I get confuser reading about setting proper values for number of threads and blocks for cuda programming. After reading several guide and many tips i don't get answer that i search. My GPU: Nvidia GT645M Compute capability: 3.0
For what i know:
The maximum number of threads per block is in my case 1024 (32 x 32)
The maximum number of block in grid is in my case 2**31 - 1 = 4294967295 blocks
Multi processor count = 2
The number of block is depending on input data = (input data)/(number of threads per block)

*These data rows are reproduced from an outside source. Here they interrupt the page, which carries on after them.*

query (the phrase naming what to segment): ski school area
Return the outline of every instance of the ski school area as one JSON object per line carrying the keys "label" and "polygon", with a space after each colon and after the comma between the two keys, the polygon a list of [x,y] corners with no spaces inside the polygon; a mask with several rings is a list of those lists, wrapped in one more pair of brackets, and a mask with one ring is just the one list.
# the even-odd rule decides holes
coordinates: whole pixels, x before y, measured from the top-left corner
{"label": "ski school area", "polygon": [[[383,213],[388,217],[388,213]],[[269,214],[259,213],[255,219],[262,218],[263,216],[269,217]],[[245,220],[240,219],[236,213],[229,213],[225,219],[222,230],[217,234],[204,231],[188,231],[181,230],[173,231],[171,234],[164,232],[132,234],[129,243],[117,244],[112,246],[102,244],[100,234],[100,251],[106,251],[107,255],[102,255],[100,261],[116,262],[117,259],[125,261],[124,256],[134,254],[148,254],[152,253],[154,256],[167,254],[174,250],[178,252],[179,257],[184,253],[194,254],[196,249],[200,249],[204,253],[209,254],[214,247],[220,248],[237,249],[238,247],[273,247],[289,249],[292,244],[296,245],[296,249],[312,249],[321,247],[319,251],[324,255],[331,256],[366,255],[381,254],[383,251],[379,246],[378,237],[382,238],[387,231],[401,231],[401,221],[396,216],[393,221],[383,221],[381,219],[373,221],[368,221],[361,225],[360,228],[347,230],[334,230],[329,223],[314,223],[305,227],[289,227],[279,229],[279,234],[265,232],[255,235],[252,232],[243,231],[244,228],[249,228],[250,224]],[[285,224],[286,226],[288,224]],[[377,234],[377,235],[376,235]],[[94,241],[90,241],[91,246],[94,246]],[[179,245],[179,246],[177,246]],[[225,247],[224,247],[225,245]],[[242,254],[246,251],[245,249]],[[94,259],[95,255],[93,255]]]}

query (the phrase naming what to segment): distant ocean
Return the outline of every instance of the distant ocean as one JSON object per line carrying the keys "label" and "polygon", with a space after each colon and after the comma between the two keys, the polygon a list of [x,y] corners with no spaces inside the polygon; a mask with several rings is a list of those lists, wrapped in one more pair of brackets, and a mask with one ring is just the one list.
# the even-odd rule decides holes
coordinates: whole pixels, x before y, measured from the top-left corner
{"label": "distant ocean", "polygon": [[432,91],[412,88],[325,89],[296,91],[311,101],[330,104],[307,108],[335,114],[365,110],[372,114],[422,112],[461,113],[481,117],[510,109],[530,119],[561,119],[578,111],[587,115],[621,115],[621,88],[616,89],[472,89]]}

For input data like [1,2,....10] + [1,2,....10] i need 10 threads and 1 block.
My computing problem:
For example i have input data like this:
n = 10
x = np.arange(n).astype(np.float32)
y = x + 1
I try make actions on this vector like: '+', '-', '*' by value
Question 1:
My knowledge:
The GPU cuda calculations working like this:
for each value in numpy array --> cuda block is used with one thread.
I mean
(x = [0,1,....9]) + (y = [1,2,....10]) = x[0] + y[0] in: block(0,0),thread(0,0),
then x[1] + y[1] in: block(0,0),thread(1,0) and so on.
Is that correct?
Question 2:
Let say:
thread count = 5
block count = 1
then all threads in this one block will by running 2 times for x + y?
Question 3:
How many block can running simultaneously in one time?
If you can explain step by step calculation on cuda by simple vector example, that will by nice.
Thanks for all you help, please don't give any links to cuda guide i get confused reading them. Please give simple examples :)